Apps can be installed on the phone and accessed from a home screen. We don't have a full list of apps that will be available, although some announcements have already been made. Two health and wellness apps, Fitness and Workout, will track a user's daily movements and measure performance when out on a run or cycling. The Apple Watch must be paired with an iPhone to track GPS location. Both will be compatible with the Health app on iOS, for tracking fitness and wellness data throughout the day.
The best example of an Apple Watch app we've seen to date has been the, admittedly unofficial, Tesla car app by Eleks Labs. The app uses the Apple Watch development kit and the Tesla's open web API to create an app that can control many of the cars functions. You can lock and unlock the doors, open the sunroof, see the amount of charge remaining and estimated range, and even honk the horn if you've misplaced your incredibly expensive electric car in the car park. See the video below for a demo.
Apple uses the CUSTOM S1 SoC
the Apple Watch will run a cut down version of iOS, currently code-named SkiHill, and will be powered by an Apple S1 chip. This will allegedly be able to deliver the same kind of performance levels as Apple's A5 processor, which is currently found in the iPod Touch. Full specs and clock speeds have not been released and we don't know if this CPU is 32-bit or 64-bit.
Battery life could be an ISSUE
Apple's already said that the Apple Watch will need to be charged daily, but so far we've had no indication of just how long it expects the battery to last. However, 9to5Mac has managed to obtain Apple's estimated battery life targets from its sources close to the project.
At first, Apple was reportedly aiming for a battery life of one day of mixed usage, which combined a small amount of active use with longer periods of passive use. More recently, Apple changed this goal to roughly 2.5-to-4 hours of active application use, 19 hours of combined active and passive use, three days of pure standby time or four days of sleep.
This may come as a disappointment to anyone hoping that Apple might be able to solve the battery life problem that's been plaguing smartwatches such as the Motorola Moto 360 and LG G Watch R, but 9to5Mac suggested that the 2.5 hours figure of 'heavy' use will likely mean intense, processor-heavy gameplay, while standard app use will likely garner around 3.5 hours of continuous use. Strangely, Apple seems to be expecting better battery life figures when using its fitness tracking software, which is targeted for nearly 4 hours of straight exercise tracking.
If you're not interested in using apps and only want to use it as a time piece, then Apple's figures suggest that it will be able to display its watch face and ticking animations for three straight hours as long as you don't use it for anything else. However, like most smartwatches, you're unlikely to be looking at it this long, as the display will turn itself off when it's not in use, prolonging the battery much further. Therefore, it seems most likely you'll be able to squeeze a full day out of the Apple Watch under normal use, but you're less likely to be able to stretch it over multiple days.

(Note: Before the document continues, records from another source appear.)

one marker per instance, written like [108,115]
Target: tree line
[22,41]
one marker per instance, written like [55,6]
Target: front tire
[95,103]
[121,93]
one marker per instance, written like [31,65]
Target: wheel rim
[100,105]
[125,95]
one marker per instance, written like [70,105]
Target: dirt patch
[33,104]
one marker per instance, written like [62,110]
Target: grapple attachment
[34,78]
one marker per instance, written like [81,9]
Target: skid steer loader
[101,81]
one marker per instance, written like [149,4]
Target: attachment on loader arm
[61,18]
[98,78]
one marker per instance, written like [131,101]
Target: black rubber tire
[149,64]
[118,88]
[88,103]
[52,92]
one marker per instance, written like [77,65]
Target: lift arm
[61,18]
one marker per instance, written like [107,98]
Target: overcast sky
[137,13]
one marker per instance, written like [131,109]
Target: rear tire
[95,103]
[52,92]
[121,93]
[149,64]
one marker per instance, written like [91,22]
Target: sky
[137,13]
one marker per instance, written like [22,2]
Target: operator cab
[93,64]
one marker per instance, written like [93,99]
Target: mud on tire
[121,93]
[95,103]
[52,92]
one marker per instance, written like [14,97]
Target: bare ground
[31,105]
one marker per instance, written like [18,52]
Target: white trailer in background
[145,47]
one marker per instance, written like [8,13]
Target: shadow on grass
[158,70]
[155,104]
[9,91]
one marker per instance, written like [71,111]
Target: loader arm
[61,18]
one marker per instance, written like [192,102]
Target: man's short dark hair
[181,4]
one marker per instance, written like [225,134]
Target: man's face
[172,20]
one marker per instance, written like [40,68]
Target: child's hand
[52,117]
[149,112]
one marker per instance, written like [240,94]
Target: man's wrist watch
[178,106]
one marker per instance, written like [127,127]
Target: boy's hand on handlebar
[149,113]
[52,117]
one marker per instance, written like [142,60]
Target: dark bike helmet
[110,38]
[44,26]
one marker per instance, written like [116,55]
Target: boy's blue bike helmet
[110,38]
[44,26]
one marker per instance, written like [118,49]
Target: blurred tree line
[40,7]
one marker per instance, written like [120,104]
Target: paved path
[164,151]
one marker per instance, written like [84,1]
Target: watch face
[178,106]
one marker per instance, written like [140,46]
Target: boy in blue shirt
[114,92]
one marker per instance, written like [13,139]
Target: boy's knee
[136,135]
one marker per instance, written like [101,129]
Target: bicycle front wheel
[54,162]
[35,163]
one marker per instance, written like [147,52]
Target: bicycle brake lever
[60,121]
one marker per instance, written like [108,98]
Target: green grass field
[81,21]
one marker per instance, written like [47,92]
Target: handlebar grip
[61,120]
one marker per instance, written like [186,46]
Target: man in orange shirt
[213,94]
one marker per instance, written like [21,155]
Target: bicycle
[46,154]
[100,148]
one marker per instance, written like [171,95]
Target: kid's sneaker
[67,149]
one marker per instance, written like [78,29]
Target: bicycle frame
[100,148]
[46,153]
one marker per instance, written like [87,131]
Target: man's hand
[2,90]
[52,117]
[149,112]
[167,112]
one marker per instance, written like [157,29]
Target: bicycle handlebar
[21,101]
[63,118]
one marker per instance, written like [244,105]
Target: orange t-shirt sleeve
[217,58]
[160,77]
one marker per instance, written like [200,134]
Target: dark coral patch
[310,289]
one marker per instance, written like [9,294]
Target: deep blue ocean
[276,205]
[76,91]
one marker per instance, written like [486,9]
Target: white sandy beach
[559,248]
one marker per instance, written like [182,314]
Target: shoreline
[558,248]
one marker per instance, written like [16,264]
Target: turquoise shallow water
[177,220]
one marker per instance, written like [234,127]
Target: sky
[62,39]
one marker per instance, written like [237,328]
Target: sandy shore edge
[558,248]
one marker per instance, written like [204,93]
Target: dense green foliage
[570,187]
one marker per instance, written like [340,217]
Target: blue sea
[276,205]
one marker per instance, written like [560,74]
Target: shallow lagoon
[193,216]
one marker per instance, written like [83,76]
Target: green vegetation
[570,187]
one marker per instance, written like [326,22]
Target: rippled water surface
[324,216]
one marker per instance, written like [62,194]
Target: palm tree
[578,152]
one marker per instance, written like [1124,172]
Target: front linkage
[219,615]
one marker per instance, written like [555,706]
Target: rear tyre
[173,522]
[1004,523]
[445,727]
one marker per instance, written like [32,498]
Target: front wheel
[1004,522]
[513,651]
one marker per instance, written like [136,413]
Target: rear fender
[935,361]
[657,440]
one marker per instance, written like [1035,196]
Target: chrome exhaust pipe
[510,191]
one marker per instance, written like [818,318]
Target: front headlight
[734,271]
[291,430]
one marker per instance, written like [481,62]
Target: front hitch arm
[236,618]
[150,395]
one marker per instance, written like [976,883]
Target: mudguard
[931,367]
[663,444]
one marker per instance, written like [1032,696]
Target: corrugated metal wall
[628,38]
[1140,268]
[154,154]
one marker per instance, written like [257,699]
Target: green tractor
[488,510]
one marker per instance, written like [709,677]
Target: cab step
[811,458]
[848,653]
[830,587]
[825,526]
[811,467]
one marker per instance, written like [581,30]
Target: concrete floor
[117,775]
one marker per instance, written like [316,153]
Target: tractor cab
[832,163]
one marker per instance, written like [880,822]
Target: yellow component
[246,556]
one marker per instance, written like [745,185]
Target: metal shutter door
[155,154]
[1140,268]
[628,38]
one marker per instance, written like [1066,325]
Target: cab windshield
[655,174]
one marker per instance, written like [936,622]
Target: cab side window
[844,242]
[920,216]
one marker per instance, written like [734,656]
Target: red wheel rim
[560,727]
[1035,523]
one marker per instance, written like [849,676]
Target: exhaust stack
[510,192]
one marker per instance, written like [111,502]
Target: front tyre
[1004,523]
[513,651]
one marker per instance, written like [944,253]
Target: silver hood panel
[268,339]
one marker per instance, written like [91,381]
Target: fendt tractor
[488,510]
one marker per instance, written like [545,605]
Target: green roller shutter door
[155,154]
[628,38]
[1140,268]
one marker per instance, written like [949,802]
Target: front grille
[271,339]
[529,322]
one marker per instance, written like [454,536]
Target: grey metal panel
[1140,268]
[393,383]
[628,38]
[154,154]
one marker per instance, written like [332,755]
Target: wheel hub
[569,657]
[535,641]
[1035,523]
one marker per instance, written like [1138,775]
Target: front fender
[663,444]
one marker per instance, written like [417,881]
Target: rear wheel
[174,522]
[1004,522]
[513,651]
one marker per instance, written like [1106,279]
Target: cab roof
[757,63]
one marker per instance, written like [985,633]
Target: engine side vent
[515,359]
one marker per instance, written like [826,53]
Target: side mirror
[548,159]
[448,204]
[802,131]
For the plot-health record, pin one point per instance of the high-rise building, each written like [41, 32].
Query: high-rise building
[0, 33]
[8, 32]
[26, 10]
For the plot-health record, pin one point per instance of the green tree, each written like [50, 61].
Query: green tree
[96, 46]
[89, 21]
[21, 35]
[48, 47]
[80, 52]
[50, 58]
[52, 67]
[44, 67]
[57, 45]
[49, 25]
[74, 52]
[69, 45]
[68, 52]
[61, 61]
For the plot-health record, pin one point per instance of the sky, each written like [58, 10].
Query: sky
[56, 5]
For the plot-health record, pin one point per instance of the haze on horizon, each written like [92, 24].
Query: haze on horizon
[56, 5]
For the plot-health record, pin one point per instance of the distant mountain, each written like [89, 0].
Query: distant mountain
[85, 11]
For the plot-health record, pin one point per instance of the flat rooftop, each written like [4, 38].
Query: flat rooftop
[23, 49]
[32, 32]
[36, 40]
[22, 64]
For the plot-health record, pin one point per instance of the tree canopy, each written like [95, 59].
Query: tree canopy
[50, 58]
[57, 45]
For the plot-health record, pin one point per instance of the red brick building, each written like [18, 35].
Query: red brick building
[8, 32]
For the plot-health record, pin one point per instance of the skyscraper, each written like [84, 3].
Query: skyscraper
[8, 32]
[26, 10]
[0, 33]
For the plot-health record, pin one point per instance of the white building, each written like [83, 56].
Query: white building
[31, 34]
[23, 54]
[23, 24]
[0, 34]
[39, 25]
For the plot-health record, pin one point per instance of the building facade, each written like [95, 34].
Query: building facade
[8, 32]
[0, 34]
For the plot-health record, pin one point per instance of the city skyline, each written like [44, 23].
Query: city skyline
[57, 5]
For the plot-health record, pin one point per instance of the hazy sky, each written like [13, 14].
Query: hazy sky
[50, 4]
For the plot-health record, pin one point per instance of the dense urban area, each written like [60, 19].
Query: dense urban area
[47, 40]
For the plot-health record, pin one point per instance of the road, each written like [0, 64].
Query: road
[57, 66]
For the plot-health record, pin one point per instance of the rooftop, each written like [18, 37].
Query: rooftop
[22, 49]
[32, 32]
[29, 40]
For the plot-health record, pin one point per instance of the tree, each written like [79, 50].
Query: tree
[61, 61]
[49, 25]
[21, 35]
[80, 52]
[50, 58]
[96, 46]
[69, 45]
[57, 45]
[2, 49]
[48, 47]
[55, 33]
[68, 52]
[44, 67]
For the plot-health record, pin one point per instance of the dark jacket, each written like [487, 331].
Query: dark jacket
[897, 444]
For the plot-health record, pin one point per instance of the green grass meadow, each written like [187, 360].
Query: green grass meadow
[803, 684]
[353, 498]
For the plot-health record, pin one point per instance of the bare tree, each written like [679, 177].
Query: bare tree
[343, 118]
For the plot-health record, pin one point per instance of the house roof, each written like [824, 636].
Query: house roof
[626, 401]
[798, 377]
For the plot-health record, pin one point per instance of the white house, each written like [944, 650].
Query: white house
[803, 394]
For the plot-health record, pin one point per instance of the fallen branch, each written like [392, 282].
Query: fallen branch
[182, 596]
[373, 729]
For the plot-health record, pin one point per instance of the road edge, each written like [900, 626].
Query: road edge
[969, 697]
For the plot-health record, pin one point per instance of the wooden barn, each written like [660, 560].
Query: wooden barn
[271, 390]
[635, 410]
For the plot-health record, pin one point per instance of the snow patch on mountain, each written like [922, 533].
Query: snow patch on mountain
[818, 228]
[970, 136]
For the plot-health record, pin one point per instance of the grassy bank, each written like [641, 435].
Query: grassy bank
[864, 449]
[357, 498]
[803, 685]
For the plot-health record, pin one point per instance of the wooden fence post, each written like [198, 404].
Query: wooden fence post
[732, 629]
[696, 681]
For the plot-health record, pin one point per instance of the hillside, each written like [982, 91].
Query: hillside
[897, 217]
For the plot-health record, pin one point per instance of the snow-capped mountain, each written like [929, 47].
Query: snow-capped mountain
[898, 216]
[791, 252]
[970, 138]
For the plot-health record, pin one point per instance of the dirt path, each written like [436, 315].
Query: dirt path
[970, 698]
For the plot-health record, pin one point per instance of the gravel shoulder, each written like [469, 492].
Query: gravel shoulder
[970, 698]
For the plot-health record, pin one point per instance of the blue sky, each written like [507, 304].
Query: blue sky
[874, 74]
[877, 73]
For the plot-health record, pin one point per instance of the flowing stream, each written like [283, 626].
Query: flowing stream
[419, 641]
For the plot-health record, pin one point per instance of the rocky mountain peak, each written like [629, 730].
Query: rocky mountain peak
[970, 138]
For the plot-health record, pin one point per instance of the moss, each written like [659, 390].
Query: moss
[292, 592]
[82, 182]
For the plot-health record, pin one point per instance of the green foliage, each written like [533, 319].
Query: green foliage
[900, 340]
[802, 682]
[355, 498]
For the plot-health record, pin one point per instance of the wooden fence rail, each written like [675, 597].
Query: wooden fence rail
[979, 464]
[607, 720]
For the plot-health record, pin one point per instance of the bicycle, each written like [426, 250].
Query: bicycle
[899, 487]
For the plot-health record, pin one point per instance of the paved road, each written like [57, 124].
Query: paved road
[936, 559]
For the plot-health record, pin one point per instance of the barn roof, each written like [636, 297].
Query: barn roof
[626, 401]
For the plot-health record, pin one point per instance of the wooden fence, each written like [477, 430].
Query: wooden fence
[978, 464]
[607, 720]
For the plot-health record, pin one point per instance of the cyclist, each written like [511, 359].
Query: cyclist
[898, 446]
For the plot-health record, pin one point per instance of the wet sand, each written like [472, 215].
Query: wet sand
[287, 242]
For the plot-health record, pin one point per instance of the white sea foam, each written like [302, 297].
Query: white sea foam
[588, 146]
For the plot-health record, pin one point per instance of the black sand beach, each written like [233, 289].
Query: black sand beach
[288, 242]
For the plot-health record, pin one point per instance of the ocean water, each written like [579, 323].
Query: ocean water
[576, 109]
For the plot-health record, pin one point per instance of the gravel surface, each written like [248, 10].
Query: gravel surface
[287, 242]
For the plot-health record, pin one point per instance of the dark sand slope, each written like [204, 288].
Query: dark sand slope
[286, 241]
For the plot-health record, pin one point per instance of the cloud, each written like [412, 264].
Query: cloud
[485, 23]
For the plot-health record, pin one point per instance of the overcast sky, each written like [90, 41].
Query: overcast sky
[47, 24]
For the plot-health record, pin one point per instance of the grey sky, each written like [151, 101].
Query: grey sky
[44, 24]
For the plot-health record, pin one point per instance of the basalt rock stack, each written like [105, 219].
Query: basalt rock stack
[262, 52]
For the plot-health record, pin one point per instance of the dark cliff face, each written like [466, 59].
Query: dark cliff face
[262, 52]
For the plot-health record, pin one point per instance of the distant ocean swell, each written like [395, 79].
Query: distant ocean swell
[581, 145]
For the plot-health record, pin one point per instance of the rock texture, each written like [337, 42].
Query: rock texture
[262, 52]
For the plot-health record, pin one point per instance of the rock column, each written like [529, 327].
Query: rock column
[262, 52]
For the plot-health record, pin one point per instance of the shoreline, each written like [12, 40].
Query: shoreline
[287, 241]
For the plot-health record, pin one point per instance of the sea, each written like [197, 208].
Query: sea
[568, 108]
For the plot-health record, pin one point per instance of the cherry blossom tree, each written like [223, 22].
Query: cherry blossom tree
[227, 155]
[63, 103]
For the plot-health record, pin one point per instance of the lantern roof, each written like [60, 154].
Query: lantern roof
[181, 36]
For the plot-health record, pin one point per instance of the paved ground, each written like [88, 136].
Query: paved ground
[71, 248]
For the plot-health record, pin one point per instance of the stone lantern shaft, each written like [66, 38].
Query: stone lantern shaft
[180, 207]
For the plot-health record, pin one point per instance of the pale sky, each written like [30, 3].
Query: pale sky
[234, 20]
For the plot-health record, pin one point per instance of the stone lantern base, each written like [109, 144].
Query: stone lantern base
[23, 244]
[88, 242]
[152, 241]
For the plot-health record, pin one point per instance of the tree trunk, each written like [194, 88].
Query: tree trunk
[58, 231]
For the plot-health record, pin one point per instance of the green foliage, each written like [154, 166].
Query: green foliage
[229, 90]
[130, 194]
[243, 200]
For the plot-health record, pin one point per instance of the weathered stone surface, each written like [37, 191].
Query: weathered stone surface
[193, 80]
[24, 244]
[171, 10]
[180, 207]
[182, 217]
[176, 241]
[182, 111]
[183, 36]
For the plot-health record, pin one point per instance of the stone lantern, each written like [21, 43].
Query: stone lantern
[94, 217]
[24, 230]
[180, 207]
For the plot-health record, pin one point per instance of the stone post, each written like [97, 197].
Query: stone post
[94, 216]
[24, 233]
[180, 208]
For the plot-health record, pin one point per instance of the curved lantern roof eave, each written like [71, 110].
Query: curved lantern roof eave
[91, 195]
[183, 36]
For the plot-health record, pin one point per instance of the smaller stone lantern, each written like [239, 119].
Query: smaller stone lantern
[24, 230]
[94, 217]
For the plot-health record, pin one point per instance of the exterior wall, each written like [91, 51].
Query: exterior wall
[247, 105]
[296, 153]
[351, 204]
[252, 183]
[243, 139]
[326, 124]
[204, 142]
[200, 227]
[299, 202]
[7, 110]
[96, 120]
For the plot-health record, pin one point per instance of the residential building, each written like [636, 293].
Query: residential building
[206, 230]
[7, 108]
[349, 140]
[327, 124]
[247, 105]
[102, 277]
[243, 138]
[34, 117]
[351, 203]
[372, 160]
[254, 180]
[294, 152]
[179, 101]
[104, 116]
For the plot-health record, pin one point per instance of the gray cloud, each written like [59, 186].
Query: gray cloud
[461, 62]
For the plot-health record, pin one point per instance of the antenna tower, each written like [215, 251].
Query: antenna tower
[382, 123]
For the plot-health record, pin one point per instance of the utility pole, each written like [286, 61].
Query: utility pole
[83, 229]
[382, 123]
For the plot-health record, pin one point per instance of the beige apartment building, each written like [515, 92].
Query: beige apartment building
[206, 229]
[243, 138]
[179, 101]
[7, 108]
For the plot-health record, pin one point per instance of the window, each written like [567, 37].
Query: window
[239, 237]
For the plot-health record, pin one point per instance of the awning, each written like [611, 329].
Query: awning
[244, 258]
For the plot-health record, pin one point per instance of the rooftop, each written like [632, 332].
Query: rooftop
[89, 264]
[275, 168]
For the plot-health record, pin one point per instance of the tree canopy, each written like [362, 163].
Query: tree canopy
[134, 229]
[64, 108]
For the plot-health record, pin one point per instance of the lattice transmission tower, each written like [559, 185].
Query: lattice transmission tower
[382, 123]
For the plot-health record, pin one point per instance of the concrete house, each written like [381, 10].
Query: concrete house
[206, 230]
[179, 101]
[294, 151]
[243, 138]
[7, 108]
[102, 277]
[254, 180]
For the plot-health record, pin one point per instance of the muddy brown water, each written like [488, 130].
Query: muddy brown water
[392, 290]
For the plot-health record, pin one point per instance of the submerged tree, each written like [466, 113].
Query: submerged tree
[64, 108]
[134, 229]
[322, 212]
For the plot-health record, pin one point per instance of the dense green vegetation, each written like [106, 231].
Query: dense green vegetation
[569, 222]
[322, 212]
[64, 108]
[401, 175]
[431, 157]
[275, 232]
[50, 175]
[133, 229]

9to5Mac says that the ongoing battery concerns were one of the main reasons why Apple pushed back the launch of the Apple Watch from late 2014 to early this year. As Apple continue testing the device, it's believed that around 3,000 watches are currently in circulation for real-world testing, mostly consisting of the stainless steel model.
How much will the Apple Watch cost?
Prices for the Apple Watch have been officially announced to start at $349 (at least £220 in the UK) for the standard model. However that really doesn't tell us very much at all, as a watch is as much a fashion accessory as a practical device. If you've always worn gold watches, for example, then the 18-carat gold versions of the Apple Watch could easily run into thousands of pounds; a lot of money for a bit of tech but not all that much for a high-end watch.